Audi Q4 e-tron Facelift (2026): Erste Sitzprobe, mehr Reichweite und neue Digital Stage

Das Audi Q4 e-tron Facelift auf einen Blick
Was uns gefällt
Dass Audi versucht, zu alter Stärke im Innenraum zu finden.
Was wir vermissen
Den Sinn im Beifahrerbildschirm.
Perfekt wenn man...
... ein elektrisches Komapkt-SUV mit Premiumanspruch sucht.
Die Alternativen
VW ID.4, BMW iX1, Mercedes GLB EQ
Die Preise des Audi Q4-etron Facelifts
| Modell | Audi Q4 e-tron | Audi Q4 e-tron performance | Audi Q4 e-tron quattro | Audi Q4 e-tron quattro performance |
|---|---|---|---|---|
| SUV | ab 47.500 Euro | ab 53.500 Euro | ab 55.900 Euro | ab 59.000 Euro |
| Sportback | ab 49.450 Euro | ab 55.450 Euro | ab 57.850 Euro | ab 60.950 Euro |
Stärken
- Mehr Reichweite
- Durchdachtes Infotainment
- Höhere Anhängelast
Schwächen
- Weiterhin kein Frunk
- V2X nur optional
- Teuer in der Anschaffung
Optisch auf Linie getrimmt
Was der ID.4 für Volkswagen ist, ist der Q4 e-tron für Audi.

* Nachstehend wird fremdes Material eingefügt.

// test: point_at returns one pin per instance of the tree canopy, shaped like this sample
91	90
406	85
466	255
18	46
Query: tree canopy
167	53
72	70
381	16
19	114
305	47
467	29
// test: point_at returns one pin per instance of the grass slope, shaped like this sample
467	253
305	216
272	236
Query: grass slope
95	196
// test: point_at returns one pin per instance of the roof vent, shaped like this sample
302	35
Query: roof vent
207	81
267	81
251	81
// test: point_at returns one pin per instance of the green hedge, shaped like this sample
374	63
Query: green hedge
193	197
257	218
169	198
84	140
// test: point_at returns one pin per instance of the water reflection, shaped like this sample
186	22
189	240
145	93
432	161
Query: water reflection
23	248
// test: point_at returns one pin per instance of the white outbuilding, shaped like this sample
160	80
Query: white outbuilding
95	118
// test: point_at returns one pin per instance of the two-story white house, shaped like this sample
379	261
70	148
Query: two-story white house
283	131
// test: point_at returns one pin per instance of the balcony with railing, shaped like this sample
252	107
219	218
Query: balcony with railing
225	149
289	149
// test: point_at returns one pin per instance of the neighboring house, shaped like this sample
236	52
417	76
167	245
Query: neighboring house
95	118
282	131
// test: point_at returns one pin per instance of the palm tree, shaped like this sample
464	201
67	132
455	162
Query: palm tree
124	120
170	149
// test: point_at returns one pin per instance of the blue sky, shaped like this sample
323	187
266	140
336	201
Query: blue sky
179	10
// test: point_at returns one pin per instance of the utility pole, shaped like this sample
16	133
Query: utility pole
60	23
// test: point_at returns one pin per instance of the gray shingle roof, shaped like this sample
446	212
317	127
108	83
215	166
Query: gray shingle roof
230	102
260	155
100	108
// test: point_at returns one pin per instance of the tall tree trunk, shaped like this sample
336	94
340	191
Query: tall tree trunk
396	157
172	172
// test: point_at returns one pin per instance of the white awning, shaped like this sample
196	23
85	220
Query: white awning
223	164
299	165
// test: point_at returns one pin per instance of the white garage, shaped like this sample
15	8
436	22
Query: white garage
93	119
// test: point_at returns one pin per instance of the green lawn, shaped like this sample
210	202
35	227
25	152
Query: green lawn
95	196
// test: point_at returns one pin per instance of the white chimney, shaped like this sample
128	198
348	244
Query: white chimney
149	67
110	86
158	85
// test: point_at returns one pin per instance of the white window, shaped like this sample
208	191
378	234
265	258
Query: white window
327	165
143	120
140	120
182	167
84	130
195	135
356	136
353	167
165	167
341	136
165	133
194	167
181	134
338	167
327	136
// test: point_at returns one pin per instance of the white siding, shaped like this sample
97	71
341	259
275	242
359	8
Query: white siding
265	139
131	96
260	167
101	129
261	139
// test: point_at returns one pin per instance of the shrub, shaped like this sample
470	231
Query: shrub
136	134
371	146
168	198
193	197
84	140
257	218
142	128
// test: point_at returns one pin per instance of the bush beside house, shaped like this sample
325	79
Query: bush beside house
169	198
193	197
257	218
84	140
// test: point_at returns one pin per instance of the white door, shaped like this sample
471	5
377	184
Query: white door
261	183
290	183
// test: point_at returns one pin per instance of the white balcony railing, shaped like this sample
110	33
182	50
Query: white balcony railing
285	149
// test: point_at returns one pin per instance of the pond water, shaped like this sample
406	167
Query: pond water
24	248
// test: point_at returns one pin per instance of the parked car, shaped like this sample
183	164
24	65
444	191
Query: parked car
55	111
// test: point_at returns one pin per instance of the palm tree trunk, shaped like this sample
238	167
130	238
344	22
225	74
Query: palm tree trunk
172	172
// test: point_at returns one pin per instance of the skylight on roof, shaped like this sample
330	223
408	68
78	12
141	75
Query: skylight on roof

Das Kompakt-SUV der Ingolstädter ist seit 2021 auf dem Markt und basiert, wie der VW, auf dem bekannten Modularen E-Antriebs-Baukasten (MEB) des Konzerns. Für Audi selbst ist der elektrische Q4 mittlerweile ein Bestseller mit immerhin 350.000 weltweit verkauften Einheiten.
Für den Bestellstart im Mai 2026 steht nun das umfangreiche Facelift für den Audi Q4 e-tron als SUV und Sportback an. Rein äußerlich hat man den 4,59 Meter langen Kompaktstromer auf Linie getrimmt und sucht stärker den Schulterschluss zu Audi Q6 und Audi A6 e-tron. Vor allem der nun in Wagenfarbe lackierte Singleframe-Grill trägt viel zur Außendarstellung bei. Vertikale Blades bei den S-Line-Varianten sollen zusätzlich mehr Sportlichkeit vermitteln. Der neugestaltete Dachkantenspoiler bei der Steilheck-Variante sowie der neue Heckspoiler beim Q4 e-tron Sportback sind wiederum nicht nur optische Spielerei, sondern verbessern die Aerodynamik und damit die Reichweite.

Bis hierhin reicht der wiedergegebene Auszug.